Depuis la Sagesse Maasaï

« L’oracle Maasaï » de Xavier Péron et Emma Sampil
Un coup de cœur tant la sagesse Maasaï traverse chacune des cartes, tant la beauté des peintures de l’artiste Emma Sampil rend visible, touchant, parlant, l’Energie d’Enk’Aï, « Notre Mère à tous ».
L’invitation qui nous est faite, dès à présent est celle-ci:

« Aligne-toi depuis l’intérieur de ton être et allie-toi à l’autre. 
Donne et reçois.
Pour autant, songe à ne pas te sacrifier, à ne pas « trop en faire », à ne plus t’ignorer sous prétexte qu’agir de cette façon fera de toi « quelqu’un » au regard de la collectivité . 
Et, une fois aligné, une fois que tu as plongé dans les profondeurs, remonte à la surface. Plus jamais tu seras étranger à ta propre personne !
Et enfin, tu marcheras avec joie vers et auprès de l’autre, sans aucune attente particulière. Juste En Vie. 
Balaie l’idée ancienne que de t’unir à l’autre sous conditions.
 »

« L’Oracle Maasaï » de Xavier Péron et Emma Sampil, édition Exergue

L‘ »Initiation » met en lumière mes « difficultés« , ces parties d’ombre que je projette sur l’autre car le reflet du miroir m’effraie. L’Enk’Aï m’accueille entièrement et naturellement, alors pourquoi suis-je à lutter pour ou contre une « facette » de moi-même ,encore par moment ? Cette carte m’invite, comme elle t’invite, toi aussi, à te débarrasser de cette croyance qu’il te faut plus que tu as, que tu dois être meilleur que tu l’es déjà. Sois.

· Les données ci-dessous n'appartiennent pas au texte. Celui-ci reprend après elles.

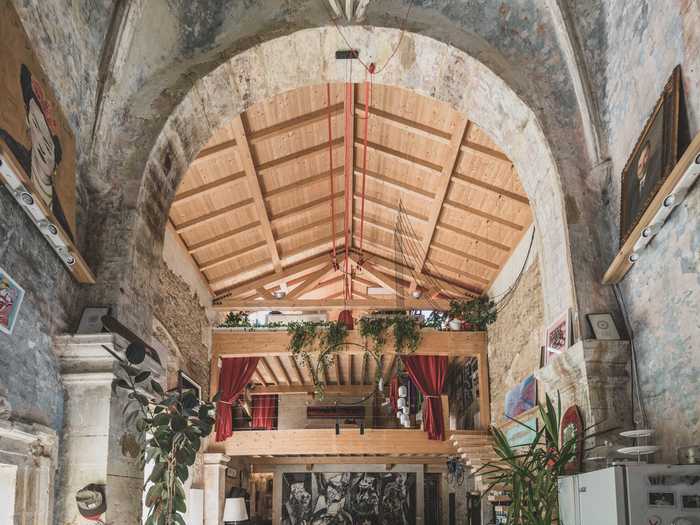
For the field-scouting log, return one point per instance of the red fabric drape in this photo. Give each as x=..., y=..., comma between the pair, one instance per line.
x=264, y=412
x=234, y=376
x=428, y=373
x=394, y=393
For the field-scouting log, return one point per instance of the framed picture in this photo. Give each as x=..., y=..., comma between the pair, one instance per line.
x=653, y=157
x=91, y=320
x=11, y=295
x=185, y=382
x=603, y=326
x=557, y=337
x=521, y=398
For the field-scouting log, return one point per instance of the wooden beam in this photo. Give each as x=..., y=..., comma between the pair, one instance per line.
x=460, y=128
x=307, y=206
x=471, y=235
x=349, y=159
x=398, y=184
x=186, y=196
x=485, y=150
x=246, y=157
x=223, y=237
x=265, y=280
x=301, y=183
x=263, y=464
x=203, y=219
x=404, y=124
x=403, y=157
x=465, y=255
x=488, y=216
x=313, y=150
x=263, y=362
x=227, y=305
x=216, y=149
x=310, y=283
x=280, y=363
x=471, y=181
x=232, y=343
x=230, y=256
x=284, y=127
x=325, y=441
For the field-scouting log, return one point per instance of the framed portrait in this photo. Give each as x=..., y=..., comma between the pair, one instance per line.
x=557, y=337
x=11, y=296
x=653, y=157
x=603, y=326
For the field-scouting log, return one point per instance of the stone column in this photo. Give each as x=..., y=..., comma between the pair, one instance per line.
x=596, y=376
x=214, y=487
x=97, y=445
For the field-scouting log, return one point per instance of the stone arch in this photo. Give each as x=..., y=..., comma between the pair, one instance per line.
x=424, y=65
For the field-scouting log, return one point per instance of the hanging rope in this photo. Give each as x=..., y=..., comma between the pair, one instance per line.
x=330, y=170
x=364, y=165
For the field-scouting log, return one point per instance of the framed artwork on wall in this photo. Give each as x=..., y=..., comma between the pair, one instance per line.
x=521, y=397
x=557, y=337
x=603, y=326
x=11, y=296
x=653, y=157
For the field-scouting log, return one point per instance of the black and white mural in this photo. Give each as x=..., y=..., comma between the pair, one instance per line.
x=349, y=498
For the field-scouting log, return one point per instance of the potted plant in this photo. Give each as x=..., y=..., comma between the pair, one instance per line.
x=473, y=314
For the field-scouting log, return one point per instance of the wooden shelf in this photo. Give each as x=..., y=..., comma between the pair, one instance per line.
x=621, y=263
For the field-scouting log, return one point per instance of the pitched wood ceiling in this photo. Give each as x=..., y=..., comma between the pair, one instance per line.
x=254, y=208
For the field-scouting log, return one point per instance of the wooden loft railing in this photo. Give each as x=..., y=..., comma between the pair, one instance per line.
x=271, y=344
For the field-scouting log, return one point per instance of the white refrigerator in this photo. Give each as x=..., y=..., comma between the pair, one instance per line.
x=629, y=494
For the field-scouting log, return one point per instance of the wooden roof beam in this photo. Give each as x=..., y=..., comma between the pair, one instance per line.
x=208, y=187
x=246, y=157
x=460, y=128
x=213, y=215
x=284, y=127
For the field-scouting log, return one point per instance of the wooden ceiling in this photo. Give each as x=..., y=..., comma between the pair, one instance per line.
x=254, y=209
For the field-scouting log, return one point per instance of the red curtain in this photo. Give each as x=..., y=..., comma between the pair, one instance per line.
x=394, y=393
x=234, y=376
x=264, y=412
x=428, y=373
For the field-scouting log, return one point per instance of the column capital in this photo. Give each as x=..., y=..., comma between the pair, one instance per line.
x=216, y=458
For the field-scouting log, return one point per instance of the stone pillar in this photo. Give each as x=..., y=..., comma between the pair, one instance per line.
x=596, y=376
x=214, y=487
x=97, y=445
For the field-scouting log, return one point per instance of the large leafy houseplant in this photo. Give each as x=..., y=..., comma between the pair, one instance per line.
x=171, y=427
x=530, y=472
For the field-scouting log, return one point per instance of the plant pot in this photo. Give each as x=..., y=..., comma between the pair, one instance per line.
x=455, y=324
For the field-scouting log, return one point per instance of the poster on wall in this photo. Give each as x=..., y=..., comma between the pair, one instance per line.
x=350, y=498
x=521, y=398
x=33, y=130
x=653, y=158
x=11, y=295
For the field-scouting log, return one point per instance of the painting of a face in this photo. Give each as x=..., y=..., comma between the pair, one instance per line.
x=643, y=163
x=43, y=151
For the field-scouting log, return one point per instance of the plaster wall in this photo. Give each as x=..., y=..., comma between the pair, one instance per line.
x=633, y=47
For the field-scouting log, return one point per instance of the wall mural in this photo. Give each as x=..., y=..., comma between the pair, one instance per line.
x=350, y=498
x=32, y=127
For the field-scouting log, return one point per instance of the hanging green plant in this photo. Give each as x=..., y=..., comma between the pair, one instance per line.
x=171, y=427
x=322, y=339
x=407, y=333
x=479, y=312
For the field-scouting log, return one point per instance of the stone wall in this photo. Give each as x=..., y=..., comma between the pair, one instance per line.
x=514, y=340
x=636, y=40
x=180, y=313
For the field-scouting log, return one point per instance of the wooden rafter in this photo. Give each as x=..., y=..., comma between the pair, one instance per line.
x=246, y=156
x=459, y=130
x=310, y=283
x=216, y=214
x=186, y=196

Tout simplement.

Te rappelles-tu seulement de l’enfant de trois ans que tu as été?

Je m’en souviens parfois.

Je me souviens de la petite fille qui vivait l’instant, qu’il soit bon ou mauvais, elle le vivait tel qu’il lui était présenté par la Vie.

Elle a cru, un jour, se noyer. En sautant dans la piscine, spontanément, elle n’a pas pensé au fait qu’elle ne savait pas nager. Heureusement, son frère a plongé lui aussi et l’a ramenée à la surface, à l’air libre…

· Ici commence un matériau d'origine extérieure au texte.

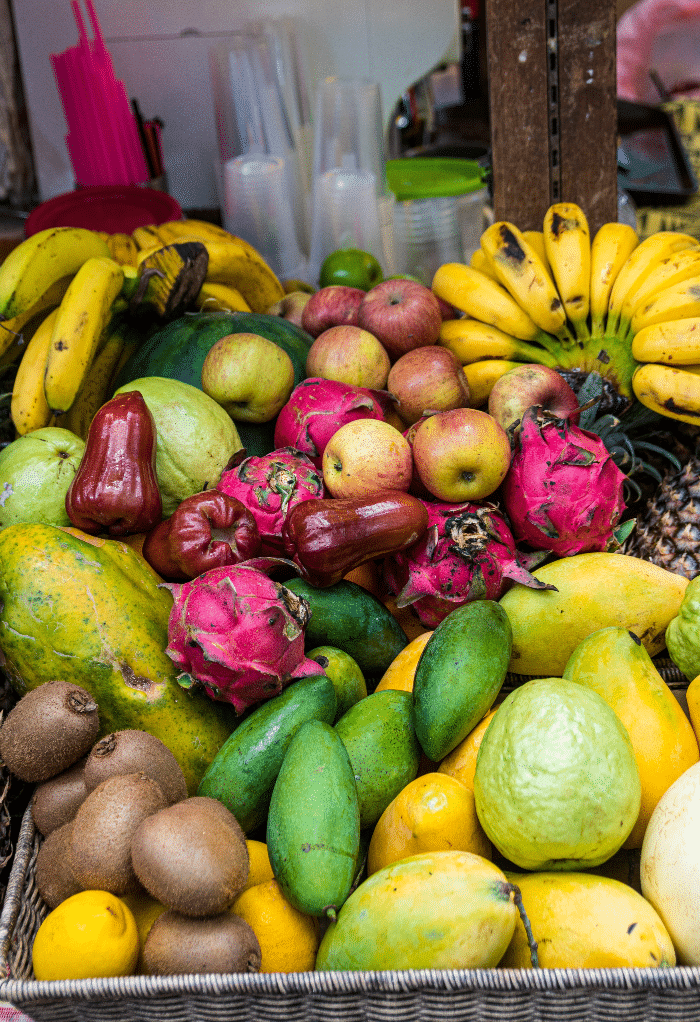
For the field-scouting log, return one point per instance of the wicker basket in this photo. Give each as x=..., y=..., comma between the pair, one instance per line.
x=433, y=995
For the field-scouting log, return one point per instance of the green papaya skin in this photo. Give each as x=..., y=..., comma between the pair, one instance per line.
x=313, y=831
x=347, y=616
x=380, y=737
x=91, y=611
x=438, y=910
x=460, y=674
x=243, y=772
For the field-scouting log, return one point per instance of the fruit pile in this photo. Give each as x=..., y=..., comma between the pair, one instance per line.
x=353, y=559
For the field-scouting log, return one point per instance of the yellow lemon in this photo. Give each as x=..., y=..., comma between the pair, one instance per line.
x=461, y=762
x=402, y=670
x=90, y=934
x=580, y=921
x=288, y=938
x=145, y=911
x=433, y=813
x=260, y=869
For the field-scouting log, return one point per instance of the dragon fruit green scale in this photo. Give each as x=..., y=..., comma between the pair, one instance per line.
x=238, y=634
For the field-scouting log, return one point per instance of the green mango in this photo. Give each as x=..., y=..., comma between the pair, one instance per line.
x=379, y=735
x=91, y=611
x=243, y=772
x=460, y=674
x=313, y=832
x=438, y=910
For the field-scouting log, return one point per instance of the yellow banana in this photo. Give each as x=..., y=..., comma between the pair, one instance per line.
x=682, y=266
x=524, y=275
x=648, y=253
x=40, y=261
x=672, y=342
x=97, y=384
x=479, y=261
x=537, y=240
x=471, y=340
x=482, y=297
x=680, y=302
x=612, y=245
x=220, y=297
x=481, y=376
x=670, y=391
x=29, y=409
x=567, y=243
x=82, y=317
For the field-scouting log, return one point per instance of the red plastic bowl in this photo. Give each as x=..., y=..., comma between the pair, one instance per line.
x=114, y=210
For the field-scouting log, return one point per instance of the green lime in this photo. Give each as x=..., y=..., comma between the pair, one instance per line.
x=344, y=674
x=351, y=267
x=556, y=785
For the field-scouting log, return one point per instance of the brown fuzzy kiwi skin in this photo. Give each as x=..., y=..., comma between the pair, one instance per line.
x=48, y=730
x=180, y=944
x=52, y=872
x=131, y=750
x=102, y=831
x=56, y=801
x=190, y=857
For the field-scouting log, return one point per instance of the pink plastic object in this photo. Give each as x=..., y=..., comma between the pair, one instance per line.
x=102, y=140
x=661, y=37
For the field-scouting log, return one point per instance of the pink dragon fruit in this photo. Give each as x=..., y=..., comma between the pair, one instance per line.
x=317, y=408
x=270, y=485
x=563, y=492
x=468, y=553
x=238, y=634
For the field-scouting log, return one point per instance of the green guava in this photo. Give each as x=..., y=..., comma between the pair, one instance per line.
x=683, y=633
x=36, y=471
x=195, y=437
x=556, y=785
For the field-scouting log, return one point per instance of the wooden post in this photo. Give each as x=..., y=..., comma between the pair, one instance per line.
x=552, y=87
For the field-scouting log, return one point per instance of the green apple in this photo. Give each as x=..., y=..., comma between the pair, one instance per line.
x=36, y=471
x=248, y=375
x=352, y=267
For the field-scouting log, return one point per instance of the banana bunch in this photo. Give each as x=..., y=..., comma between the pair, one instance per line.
x=237, y=277
x=626, y=309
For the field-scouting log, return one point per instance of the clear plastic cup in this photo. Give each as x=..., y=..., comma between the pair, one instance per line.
x=258, y=206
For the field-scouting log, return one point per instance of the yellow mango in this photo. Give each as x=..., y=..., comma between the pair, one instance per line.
x=613, y=662
x=581, y=921
x=593, y=591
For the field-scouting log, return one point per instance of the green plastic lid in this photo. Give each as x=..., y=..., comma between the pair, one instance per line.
x=430, y=177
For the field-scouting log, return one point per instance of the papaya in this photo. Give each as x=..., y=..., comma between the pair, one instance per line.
x=613, y=662
x=592, y=591
x=437, y=910
x=89, y=611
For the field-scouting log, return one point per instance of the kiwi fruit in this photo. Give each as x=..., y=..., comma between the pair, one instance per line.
x=100, y=841
x=178, y=944
x=130, y=751
x=191, y=857
x=55, y=801
x=48, y=730
x=53, y=877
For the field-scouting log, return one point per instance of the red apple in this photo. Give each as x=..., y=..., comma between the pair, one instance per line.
x=348, y=355
x=427, y=378
x=529, y=384
x=403, y=314
x=366, y=456
x=331, y=306
x=461, y=455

Cette peur ne l’a pas empêchée de replonger à nouveau, quelques temps plus tard, dans l’eau. Elle a fini par saisir l’instant et elle est parvenue à nager, sans couler. Elle a bu la tasse quelques fois mais, toujours, elle a su reprendre son souffle, à temps.

Et toi? Sens-tu encore l’enfant de trois ans te murmurer à l’oreille ou faire trembler ton ventre lorsque tu fais, justement, la sourde oreille?

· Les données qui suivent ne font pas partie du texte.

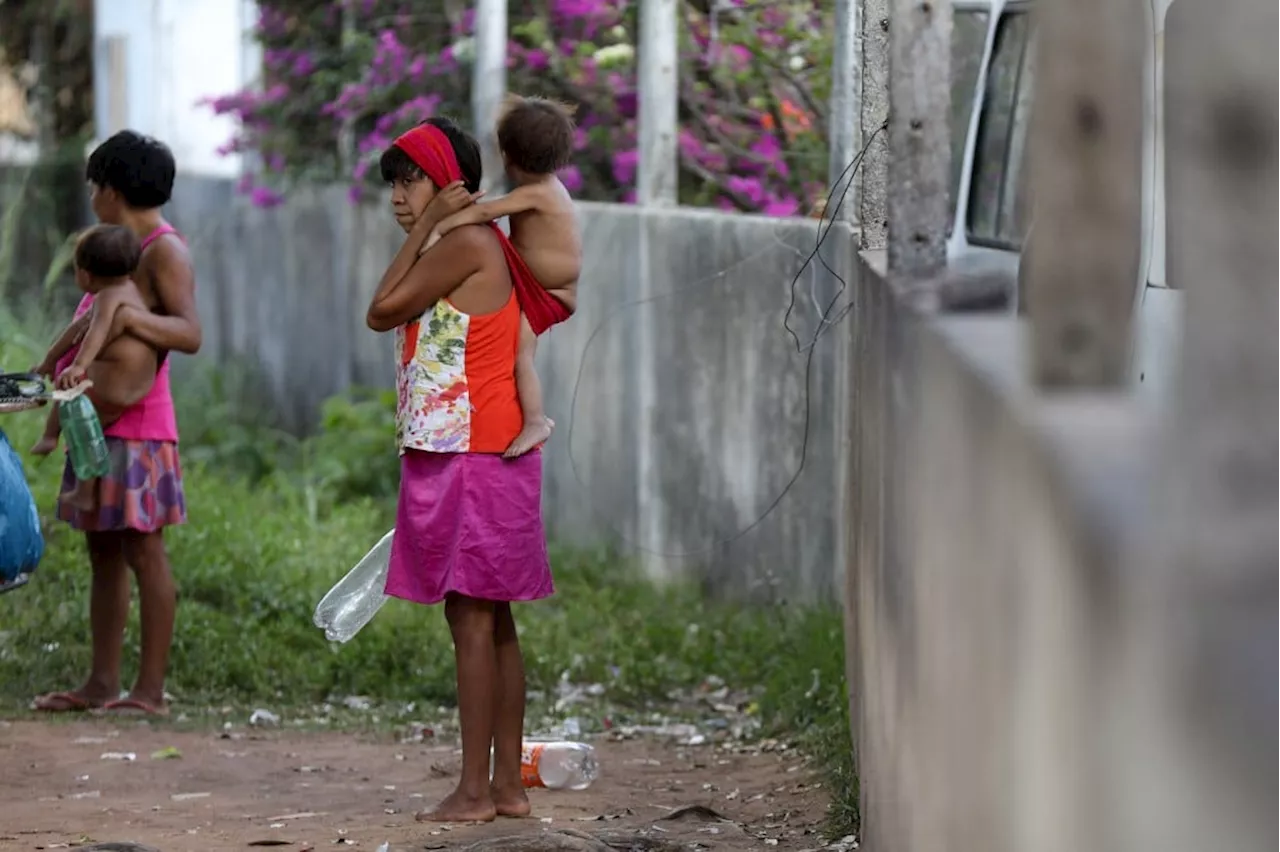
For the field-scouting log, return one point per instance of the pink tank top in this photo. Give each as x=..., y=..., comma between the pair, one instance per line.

La mienne me dit de vivre en étant la plus vraie possible.

En laissant l’enfant en toi revenir et en te laissant guider par sa sagesse, tu te souviendras qu’il t’est possible de créer ta vie. Saisis les moments où l’ennui grandit, pour t’arrêter et écouter au sein de son silence. Qu’entends-tu? Peut-être une mélodie passée qui tourne en boucle ou bien un disque rayé qui finit par ne rimer à rien. Si le vide accompagne ton silence: Ce que tu pourrais prendre pour du vide, est un espace qui se crée, silencieusement, timidement, de manière à (re)découvrir une sagesse secrètement sauvegardée par l’enfant que tu as été.

Songe. Contemple. Joue. Imagine. Autant qu’un enfant de trois ans saurait le faire. Autant que l’enfant de trois ans que tu as été a dû certainement savoir le faire.

La vie est une bénédiction, ai-je déjà entendu dire.